For instance pricing rules in vertical agreements could contain ‘contingency clauses or commitment obligations’, meeting competition or price matching clauses or resale price maintenance clauses which will allow the supplier to be immediately aware if rivals have undercut its price. There are also situations where commercially sensitive information occurs through the so-called ‘hub and spoke arrangements’ where data flows from one retailer to another via their common supplier. Traditionally, vertical exchanges of information between manufacturers and retailers are not objectionable if the information relates only to the retail sales. A competition infringement may be detected if vertical exchanges allow for the identification of sales of other competitors and ‘if such information allows interference with the retail activity of the dealers or of the parallel importers’.
Trade Associations also facilitate the dissemination of information by collecting industry data (relating to prices, outputs, capacity and investments and circulate this information to their members which in turn makes it easier for these undertakings to plan their own business strategies. In many cases, independent consultants disseminate information on the structure of the market. The main activity of these third parties is to monitor markets, collect and compile industry data and market study to the market players. If the market study prepared by the consultant third party is jointly commissioned by the market players and the information is not collected from independent source but fro the competitors themselves, the role of the consultant could be construed to be similar that a trade association and ‘exposure to antirust enforcement could be higher’.

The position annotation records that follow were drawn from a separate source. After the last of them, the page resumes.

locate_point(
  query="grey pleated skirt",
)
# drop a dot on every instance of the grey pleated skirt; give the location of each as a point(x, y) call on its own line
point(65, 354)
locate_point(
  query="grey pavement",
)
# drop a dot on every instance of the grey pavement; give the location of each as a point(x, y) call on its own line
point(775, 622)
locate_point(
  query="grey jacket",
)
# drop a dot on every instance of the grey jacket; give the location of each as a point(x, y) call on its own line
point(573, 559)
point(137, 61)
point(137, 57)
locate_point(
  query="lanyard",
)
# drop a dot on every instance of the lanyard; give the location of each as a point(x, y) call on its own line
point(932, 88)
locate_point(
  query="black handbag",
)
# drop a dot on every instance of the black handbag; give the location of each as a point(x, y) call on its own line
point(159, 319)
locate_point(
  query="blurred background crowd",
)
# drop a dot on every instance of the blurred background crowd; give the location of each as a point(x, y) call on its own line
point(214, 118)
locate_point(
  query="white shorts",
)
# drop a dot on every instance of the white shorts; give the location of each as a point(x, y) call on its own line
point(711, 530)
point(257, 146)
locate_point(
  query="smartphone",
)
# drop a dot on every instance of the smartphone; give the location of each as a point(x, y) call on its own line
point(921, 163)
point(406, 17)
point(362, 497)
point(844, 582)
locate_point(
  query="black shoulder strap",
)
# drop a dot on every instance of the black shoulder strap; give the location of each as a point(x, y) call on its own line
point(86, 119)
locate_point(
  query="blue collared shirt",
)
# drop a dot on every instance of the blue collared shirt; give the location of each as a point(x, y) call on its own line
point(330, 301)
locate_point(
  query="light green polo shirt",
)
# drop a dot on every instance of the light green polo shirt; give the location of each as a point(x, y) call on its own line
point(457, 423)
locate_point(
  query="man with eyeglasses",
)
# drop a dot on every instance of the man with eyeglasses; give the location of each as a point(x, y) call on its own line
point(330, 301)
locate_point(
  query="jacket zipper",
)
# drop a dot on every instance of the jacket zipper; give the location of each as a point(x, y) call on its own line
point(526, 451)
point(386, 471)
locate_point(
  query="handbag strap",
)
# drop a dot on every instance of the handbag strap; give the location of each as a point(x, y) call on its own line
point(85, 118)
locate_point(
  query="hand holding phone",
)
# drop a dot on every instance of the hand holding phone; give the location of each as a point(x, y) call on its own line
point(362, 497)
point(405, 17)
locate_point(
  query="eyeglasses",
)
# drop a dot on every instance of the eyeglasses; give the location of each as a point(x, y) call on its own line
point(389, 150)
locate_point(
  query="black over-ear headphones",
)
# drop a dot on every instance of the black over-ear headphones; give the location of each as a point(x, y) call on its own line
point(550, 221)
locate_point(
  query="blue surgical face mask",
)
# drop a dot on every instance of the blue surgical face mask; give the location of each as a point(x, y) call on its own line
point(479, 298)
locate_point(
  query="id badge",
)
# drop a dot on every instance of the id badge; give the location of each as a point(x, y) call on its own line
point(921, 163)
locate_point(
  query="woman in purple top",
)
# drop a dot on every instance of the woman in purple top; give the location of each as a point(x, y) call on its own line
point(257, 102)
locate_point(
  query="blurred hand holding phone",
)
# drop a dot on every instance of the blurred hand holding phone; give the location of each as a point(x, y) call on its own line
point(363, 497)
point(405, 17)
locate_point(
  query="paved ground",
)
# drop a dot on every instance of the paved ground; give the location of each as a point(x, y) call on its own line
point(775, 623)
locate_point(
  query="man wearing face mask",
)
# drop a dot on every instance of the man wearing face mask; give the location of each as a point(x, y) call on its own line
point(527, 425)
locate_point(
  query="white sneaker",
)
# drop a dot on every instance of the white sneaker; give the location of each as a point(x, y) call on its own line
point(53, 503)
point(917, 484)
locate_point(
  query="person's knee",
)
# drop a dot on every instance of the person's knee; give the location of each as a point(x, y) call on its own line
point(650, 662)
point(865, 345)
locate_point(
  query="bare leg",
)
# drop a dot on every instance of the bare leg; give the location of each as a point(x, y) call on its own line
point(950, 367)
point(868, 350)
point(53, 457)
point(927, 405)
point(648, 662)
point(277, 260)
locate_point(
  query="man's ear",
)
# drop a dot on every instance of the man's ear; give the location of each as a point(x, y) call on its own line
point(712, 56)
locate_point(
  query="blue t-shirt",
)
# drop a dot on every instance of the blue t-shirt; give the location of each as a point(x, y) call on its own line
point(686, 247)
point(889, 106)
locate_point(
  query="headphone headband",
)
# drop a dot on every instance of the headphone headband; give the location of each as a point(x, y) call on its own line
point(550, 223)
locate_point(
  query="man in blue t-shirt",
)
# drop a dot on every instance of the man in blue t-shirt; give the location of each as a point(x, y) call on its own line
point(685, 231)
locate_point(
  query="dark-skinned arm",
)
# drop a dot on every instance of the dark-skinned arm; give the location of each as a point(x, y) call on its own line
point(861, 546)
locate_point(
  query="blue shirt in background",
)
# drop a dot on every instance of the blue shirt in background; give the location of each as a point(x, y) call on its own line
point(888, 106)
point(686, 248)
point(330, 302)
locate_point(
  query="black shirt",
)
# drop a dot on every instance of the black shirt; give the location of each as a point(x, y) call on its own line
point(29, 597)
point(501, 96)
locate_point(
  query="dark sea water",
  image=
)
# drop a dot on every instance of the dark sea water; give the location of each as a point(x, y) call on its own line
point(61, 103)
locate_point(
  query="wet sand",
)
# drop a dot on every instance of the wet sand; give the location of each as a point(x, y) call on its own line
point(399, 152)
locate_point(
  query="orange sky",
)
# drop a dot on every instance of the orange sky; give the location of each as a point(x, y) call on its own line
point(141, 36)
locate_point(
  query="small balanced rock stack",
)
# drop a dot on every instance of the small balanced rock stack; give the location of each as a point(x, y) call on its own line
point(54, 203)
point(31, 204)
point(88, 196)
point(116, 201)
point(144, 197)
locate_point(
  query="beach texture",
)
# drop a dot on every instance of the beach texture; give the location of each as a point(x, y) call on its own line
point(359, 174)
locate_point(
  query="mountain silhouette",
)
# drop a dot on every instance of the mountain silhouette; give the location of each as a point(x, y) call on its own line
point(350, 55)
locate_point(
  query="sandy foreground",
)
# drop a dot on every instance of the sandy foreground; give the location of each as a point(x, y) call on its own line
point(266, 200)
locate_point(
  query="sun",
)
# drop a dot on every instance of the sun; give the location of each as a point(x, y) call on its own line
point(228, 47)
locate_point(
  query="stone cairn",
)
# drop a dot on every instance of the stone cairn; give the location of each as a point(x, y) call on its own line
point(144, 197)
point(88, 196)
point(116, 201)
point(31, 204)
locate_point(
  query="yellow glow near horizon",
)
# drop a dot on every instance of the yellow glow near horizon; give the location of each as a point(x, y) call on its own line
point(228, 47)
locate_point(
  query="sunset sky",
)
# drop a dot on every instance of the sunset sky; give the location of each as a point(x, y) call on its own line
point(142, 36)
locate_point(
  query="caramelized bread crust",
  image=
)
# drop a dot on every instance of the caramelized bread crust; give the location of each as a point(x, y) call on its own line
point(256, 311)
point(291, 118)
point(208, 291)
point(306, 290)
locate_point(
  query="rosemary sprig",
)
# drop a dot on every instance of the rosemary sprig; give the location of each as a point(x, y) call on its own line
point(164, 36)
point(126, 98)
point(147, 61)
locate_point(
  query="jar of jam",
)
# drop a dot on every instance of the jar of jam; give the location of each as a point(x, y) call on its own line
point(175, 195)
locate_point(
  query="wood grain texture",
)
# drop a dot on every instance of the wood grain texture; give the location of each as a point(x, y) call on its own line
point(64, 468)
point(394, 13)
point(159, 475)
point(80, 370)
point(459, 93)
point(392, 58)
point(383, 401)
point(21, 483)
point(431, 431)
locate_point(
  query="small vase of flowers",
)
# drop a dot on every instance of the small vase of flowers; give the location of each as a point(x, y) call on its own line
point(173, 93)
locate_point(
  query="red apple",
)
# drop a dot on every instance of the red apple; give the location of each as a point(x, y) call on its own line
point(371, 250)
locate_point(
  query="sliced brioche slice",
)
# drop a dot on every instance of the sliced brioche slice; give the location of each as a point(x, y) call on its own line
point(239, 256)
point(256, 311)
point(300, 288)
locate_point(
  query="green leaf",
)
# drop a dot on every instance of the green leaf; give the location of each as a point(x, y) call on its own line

Private information exchanges, as opposed to public information exchanges (where data is equally accessible to the supplier and customers leading to market transparency), may also be deem to restrict competition. Some authors have suggested that ‘cheap talk’ between firms can assist in a meeting of minds and allow firms to reach an understanding on ‘acceptable collusion strategies’. Unilateral announcements, on the other hand, have been accepted by the CJEU as creating a potential benefit to consumers in comparing prices and adjusting their purchasing strategies. In Wood Pulp, the CJEU announced that public announcement of prices ‘constitute in themselves market behaviour which does not lessen each undertaking’s uncertainty as to the future attitude of its competitors. At the time when each undertaking engages in such behaviour, it cannot be sure of the future conduct of the others’. Following this reasoning the Court concluded that the system of price announcements represented a rational response to the fact that both buyers and sellers needed the information in advance in order to limit their commercial risk in a long term market. Despite the general harmless effects of public announcements or published data (for example, published via websites), these may in certain circumstances still act as an indirect exchange of information or as an indication to competitors of a company’s future intentions. Following such an announcement, competitors may be in a position to align prices in such a way as to facilitate collusion. For this reason, competition authorities are still eager to monitor public exchanges of information to identify and regulate those which may be anti-competitive nature.